An early symptom of Alzheimer’s disease (AD) is a disturbance of the circadian rhythm that is associated with disrupted sleep/wake cycles.
To investigate if BMAL1, a key gene that drives the circadian cycle, is epigenetically regulated in brains in relation to longitudinal changes in cognition, sleep quality, and AD neuropathology.
Frontal cortex tissues were acquired from the Manchester Brain Bank (N = 96). DNA methylation at six CpG sites at the promoter of BMAL1, determined using bisulfite pyrosequencing, was tested for associations with Braak stage, CERAD score, and Thal phase, longitudinal changes in cognition, sleep measurements, and cross-section measures of depressive symptoms (BDI score).

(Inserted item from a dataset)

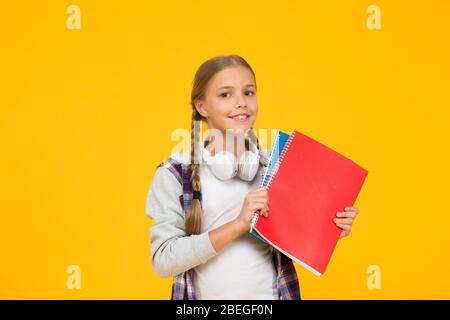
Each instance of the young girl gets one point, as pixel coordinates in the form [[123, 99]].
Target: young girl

Methylation across all the CpGs strongly correlated with each other. We found increased CpG2 methylation with higher Braak (t(92) = 2.47, p = 0.015) and CERAD (t(94) = 2.04, p = 0.044) stages. No significance was found between longitudinal fluid intelligence, processing speed, and memory tests, but methylation at CpG1 (r = 0.20, p = 0.05) and CpG4 (r = 0.20, p = 0.05) positively correlated with vocabulary. CpG2 positively correlated with cross-sectional fluid intelligence (r = 0.20 p = 0.05) and vocabulary (r = 0.22 p = 0.03). Though longitudinal analysis revealed no significance between sleep duration, midsleep, and efficiency for any of the CpG sites, CpG3 (B = 0.03, 95% CI = 0.00/0.06, p = 0.03) and CpG5 (B = 0.04, 95% CI = 0.01,0.07, p = 0.01) significantly correlated with night wake. CpG4 correlated with depressive symptoms (B = –0.27, 95% CI=0.49/–0.05, p = 0.02).
Methylation of BMAL1 associated with tau pathology, changes in cognitive measures, a measure of sleep and depressive symptoms, suggesting an involvement of the circadian cycle.